Il deputato Hiromu Nonaka, invece, ha rivelato questa primavera che, mentre era capo di gabinetto del primo ministro Keizo Obucho, dall’aprile del 1998 all’ottobre 1999, fu incaricato
dal presidente del consiglio di elargire a più riprese generose somme ai maggiori commentatori politici, prelevando il danaro da fondi segreti (1,46 miliardi di yen, circa 14 milioni di euro)
gestiti dal governo senza bisogno di ricevute o altregiustificazioni. Nonaka non ha fatto i nomi dei giornalisti beneficati, ma ha detto che uno solo, il veterano Soichiro Tahara, aveva restituito il danaro. In qualsiasi altro Paese con vera libertà di stampa, questa rivelazione sarebbe deflagrata come un’esiziale granata, ma non in Giappone: il giorno dopo era già scomparsa dalle pagine dei giornali. Solo il settimanale Focus ritornò sull’argomento dopo aver ricevuto da una fonte governativa imprecisata una lista di nomi di giornalisti con accanto una cifra diversa che si presume indicasse l’ammontare del danaro intascato da ciascuno. L’indipendente Tokyo Shimbun osò continuare a interessarsi al caso e, come scrisse, «per quanto fosse una cosa molto rude da fare», chiamò i giornalisti della lista. I pochi che accettarono di parlare lo fecero soltanto per negare di aver ricevuto danaro. Illuminante
il commento di Hisayuki Miyake, il decano dei commentatori politici, il cui nome non figurava nella lista: «È facile dire che dovremmo respingere le donazioni di danaro, ma se rifiutiamo i
loro soldi i politici la prendono come un affronto e se ne va in fumo il rapporto di amicizia e di fiducia reciproca tra noi e loro costruito con anni di paziente lavoro». E tanti cari saluti alla
deontologia professionale.
Il 24 settembre scorso, il governo giapponese rilasciò il capitano del peschereccio cinese che aveva speronato due guardacosta giapponesi dopo aver violato le acque territoriali davanti alle contese isole Senkaku. Ufficialmente, fu annunciato che la decisione era stata presa dalla magistratura senza
indebite pressioni da parte del governo. Si è saputo solo nella prima settimana di dicembre che, in realtà, Tokyo aveva assicurato Pechino che la liberazione era in corso una buona mezza giornata prima dell’annuncio della magistratura, rendendo evidente che il controverso rilascio era stato deciso
unilateralmente dal governo per paura di rappresaglie economiche o addirittura militari da parte della Cina. È
possibile che nessuno delle dozzine di giornalisti della kisha kurabudella presidenza del consiglio abbia saputo nulla prima?

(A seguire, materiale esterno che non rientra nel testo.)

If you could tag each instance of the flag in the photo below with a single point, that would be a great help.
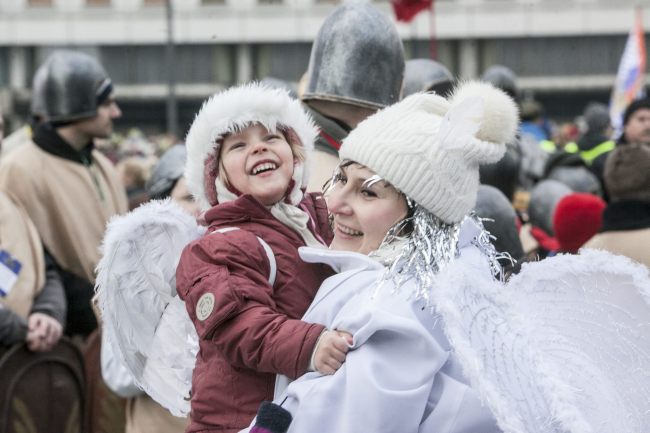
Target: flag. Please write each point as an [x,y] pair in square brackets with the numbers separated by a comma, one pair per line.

Certamente molti ne erano al corrente, ma non erano stati autorizzati a scriverne.
In compenso, si è potuto conoscere in ogni dettaglio, e in tempo reale, «l’increscioso incidente» che, poche settimane fa, ha visto l’influente deputato democratico Hiroshi Nakai invitare a sedersi il principe Akishino e la moglie, principessa Kiko, che attendevano in piedi (come richiesto dall’etichetta imperiale) l’arrivo dell’imperatore Akihito e dell’imperatrice Michiko a una cerimonia in Parlamento. «Sedetevi pure, così ci possiamo sedere anche tutti noi deputati» aveva sussurrato il parlamentare al principe e alla consorte, mettendoli in imperiale imbarazzo. Per quanto sussurrato, il pragmatico suggerimento è stato captato dai deputati dell’opposizione che hanno immediatamente chiesto una punizione esemplare del deputato.
A più riprese, governi di centrodestra e centrosinistra hanno risposto alle pressioni dei settimanali, dei freelance, dei corrispondenti esteri con promesse di liberalizzare l’accesso ai kisha kurabu, ma, a parte qualche rarissima eccezione, la situazione rimane invariata. I kisha kurabuinglobano molte delle migliori penne del Paese. Se si togliesse loro il bavaglio, potrebbero usare il loro talen- to e la loro creatività per contribuire allo sforzo del Giappone per uscire dalla lunga crisi che l’affligge.